I'm still furious that they cancelled the exams and just casually expected us to pick up the work. An entire other establishment exists to set, mark and moderate exams and then suddenly we were just supposed to do it as well as our day job. An absolute joke!

Sorry I'm so angry today!

ikswobel · 07/01/2021 19:43

There doesn't need to be any online learning till next week - school doesn't open till Monday! It's great some schools are already on the ball tbh.

Lockdownbear · 07/01/2021 19:46

That's good new CIS, the vaccine is our best way out of this, I only know one person (NHS) whose had it so far.

Someone comment on kids neglect. It's so true. I wonder what SS would have to say 'I'm phoning to report 'a friend' her kids spend all day in the kitchen watching telly, while my friend faffing on a laptop in the front room'.

WouldBeGood · 07/01/2021 19:46

Why can’t teachers just teach their lessons online?

WouldBeGood · 07/01/2021 19:47

Not goady: I just don’t understand

WouldBeGood · 07/01/2021 19:47

Or by teleconference as my work is?

Rae36 · 07/01/2021 19:48

I agree there must have been ways to centralise some of this and take some pressure off individual schools and teachers. But it would have taken a massive amount of planning starting months ago and it's too late now. The wheels of government turn so slowly.

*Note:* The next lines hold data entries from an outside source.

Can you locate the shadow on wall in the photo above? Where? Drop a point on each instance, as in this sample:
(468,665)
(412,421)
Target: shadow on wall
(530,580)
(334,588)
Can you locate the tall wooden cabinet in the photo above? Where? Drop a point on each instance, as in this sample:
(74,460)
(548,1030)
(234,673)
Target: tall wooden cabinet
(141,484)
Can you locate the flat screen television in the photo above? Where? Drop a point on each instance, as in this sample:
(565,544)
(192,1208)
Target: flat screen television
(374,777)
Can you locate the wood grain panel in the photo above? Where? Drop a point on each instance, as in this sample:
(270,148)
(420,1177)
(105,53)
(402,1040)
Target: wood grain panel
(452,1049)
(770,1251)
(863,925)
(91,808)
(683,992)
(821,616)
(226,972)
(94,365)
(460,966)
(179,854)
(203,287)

Thank you teachers, I think you are amazing. Our primary school have been so good. They have tried so hard to keep a sense of school community going, I feel like if things were getting too much I could contact them and they would care and try to help. And taking the time to make parents feel that way in the middle of everything else can't be easy.

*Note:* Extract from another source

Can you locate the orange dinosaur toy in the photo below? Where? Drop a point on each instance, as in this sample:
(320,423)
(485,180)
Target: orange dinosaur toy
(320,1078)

I could cry when I think about all this so I'm choosing to bury my head in the sand.

WouldBeGood · 07/01/2021 19:51

As in. It’s Monday at nine, I teach French to S1 class. Instead of them coming in, I’ll teach it over videolink

Invisimamma · 07/01/2021 19:54

Lockdownbear, the threshold for social services intervention is far higher than that. Poor parenting yes, neglect, not quite.

My dp and mil were vaccinated yesterday 🎉 both nhs staff.

icanboogieboogiewoogie · 07/01/2021 19:55

3 of my SIL have been done, and my nephew, and my friend's DH. It's nice to see it happening.

Invisimamma · 07/01/2021 19:59

@wouldbegood I think in workplaces that are used to that kind of tech it's a lot easier E.g. I use breakout rooms on zoom to facilitate partner and group discussions but teachers on Teams dont have that functionality and can't supervise what's happening in each breakout. I use polls to take a snapshot of the room and check understanding, again I don't think teachers have access to that functionality.

Lots of classroom based tasks are much harder to translate to online. Teaching is no longer one person stood at the front of the room dictating a lesson to a class, ita far more than that.

WouldBeGood · 07/01/2021 20:01

@Invisimamma but it would be better than nothing for secondary children?

I work for courts and tribunals, and whilst teleconferencing is far from ideal needs must.